Twitter is a crazy thing–little blue birdie…tweet, tweet, tweet.

Why do we even do it (tweet)?

Here are the “4 Stages of Getting Twitter” (Credit: Andfaraway):
  • Stage 1–It starts with utmost skepticism and even denigrating the tool (e.g. it’s stupid, dumb, a time-waster…)
  • Stage 2–Then it moves to well why don’t I just try it and see what all the commotion is all about–maybe I’ll like it?
  • Stage 3–As the interaction with others (RT’s, @’s and messages) start to flow, you have the ah ha moment–I can communicate with just about anyone, globally!
  • Stage 4–I like this (can anyone say addiction!). I can share, collaborate, influence–way beyond my traditional boundaries. This is amazing–this is almost miraculous.
Here are some other things I like about Twitter:

1) Like a journal, it’s a way to capture your thoughts, experiences, feelings, likes/dislikes. (One thing I don’t like about Twitter is there is no good way that I know of to archive or print them–I hope they fix this, please).
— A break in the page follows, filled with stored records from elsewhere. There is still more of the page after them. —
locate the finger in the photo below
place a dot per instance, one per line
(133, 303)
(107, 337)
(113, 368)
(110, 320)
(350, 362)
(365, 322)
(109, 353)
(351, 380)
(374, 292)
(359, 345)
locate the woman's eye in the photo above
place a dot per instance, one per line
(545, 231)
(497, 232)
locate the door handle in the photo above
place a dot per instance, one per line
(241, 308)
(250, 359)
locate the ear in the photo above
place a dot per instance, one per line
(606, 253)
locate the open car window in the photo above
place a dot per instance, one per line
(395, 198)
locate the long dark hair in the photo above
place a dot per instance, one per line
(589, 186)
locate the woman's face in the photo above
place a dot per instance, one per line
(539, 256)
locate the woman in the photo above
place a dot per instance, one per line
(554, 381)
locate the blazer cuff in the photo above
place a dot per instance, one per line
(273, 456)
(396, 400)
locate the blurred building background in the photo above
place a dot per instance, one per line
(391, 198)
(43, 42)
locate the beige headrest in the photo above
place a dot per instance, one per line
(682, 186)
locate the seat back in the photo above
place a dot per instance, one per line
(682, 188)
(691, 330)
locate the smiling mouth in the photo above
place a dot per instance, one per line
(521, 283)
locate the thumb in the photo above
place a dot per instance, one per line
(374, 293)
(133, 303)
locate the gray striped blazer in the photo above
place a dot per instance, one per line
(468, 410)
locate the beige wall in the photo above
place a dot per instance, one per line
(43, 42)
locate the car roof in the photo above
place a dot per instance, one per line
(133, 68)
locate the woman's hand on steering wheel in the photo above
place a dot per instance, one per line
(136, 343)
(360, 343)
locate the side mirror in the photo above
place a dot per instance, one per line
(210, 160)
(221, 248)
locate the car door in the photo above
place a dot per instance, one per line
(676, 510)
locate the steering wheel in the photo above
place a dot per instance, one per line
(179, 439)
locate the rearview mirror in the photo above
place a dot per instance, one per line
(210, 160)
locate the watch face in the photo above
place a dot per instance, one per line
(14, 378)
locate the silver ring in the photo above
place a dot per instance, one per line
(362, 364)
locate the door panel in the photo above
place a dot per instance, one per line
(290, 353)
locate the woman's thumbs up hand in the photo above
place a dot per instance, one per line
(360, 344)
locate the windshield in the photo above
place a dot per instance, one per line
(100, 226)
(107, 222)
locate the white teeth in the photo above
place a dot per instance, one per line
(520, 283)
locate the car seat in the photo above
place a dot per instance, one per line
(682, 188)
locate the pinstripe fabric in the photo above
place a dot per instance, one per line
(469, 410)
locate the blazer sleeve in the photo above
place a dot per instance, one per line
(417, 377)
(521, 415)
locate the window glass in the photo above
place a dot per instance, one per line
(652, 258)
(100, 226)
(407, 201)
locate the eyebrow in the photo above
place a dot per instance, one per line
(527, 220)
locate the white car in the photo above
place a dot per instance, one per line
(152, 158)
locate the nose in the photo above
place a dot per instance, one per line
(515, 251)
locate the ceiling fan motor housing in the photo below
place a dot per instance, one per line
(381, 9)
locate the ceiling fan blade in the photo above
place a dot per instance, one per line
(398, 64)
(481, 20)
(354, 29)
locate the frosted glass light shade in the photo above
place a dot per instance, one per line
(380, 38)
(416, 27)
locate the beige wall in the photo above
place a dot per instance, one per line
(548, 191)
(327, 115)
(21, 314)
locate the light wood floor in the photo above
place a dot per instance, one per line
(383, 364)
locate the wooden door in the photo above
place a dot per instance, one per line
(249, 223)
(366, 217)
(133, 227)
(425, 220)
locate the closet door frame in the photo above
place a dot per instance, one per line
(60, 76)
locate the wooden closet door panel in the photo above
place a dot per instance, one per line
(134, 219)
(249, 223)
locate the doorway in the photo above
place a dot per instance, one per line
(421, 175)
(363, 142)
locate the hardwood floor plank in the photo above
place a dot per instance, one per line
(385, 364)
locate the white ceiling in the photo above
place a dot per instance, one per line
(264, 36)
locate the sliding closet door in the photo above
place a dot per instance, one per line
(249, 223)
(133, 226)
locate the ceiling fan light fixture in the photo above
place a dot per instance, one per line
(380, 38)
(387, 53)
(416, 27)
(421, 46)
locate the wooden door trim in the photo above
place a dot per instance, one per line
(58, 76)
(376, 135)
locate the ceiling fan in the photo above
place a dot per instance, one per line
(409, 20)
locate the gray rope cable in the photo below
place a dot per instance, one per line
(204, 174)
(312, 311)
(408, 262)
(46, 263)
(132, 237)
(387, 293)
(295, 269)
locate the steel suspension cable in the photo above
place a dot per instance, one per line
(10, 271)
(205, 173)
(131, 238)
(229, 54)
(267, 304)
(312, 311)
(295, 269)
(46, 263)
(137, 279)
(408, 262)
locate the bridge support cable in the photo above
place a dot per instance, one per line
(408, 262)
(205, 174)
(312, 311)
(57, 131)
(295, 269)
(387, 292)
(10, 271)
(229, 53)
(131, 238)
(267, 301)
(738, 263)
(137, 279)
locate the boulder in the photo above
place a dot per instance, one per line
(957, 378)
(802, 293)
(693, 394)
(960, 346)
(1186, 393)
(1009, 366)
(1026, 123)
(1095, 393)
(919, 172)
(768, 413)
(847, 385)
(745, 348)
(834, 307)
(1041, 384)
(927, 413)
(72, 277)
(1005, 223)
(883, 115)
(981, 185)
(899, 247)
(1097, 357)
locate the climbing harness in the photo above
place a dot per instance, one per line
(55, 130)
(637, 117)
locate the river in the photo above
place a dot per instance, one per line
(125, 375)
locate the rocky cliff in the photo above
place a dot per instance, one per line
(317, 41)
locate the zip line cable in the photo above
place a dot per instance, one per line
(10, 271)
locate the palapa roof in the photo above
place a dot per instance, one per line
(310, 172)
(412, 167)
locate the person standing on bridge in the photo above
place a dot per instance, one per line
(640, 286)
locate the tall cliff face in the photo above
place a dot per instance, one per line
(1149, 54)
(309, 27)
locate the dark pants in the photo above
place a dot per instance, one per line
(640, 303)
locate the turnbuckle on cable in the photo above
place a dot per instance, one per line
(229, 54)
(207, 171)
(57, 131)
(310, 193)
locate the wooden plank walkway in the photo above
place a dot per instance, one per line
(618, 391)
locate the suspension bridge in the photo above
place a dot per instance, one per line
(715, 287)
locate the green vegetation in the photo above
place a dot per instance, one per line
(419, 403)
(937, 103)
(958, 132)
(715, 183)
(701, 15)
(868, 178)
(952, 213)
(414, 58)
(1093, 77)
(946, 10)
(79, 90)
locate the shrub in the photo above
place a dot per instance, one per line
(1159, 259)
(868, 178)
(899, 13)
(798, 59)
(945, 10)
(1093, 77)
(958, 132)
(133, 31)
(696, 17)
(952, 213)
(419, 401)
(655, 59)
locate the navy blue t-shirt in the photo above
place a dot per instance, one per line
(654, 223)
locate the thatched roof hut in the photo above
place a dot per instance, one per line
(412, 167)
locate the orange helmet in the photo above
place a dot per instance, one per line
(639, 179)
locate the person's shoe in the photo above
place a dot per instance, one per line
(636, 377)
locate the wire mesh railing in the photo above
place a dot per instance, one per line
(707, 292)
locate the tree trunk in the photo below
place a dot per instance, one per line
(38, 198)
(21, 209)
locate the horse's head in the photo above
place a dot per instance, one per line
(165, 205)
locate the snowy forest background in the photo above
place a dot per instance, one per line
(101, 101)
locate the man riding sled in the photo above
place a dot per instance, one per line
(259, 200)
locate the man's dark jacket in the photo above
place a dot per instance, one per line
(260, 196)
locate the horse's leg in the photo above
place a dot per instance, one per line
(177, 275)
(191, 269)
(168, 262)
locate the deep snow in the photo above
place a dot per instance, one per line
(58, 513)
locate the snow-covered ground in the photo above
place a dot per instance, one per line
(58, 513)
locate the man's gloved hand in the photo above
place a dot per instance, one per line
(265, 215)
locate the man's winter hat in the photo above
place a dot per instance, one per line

2) Another thing about Twitter (and Blogger and Wikipedia for that matter)…I imagine sometimes that this is an incredible social time capsule (i.e. knowledge repository) that we are putting together (almost unknowingly) that will carry humankind forward past any future natural or man-made disasters. Years ago, people would bury a few mementos in a treasure chest or something, as a time capsule, and what a find this would be for people years later when they would open it up and learn firsthand what life was like “those days.” Now, imagine the treasure trove of the exabytes of information contributed to by hundreds of millions people from around the world. What is also fascinating to me is that people contribute enormous amounts of their time and energy and all for free–hey, this is even less than what Amazon’s Mechanical Turks could do this for! 🙂

Clearly, people want to express themselves and connect with others–and social media gives ever new meaning to this beyond physical space and time.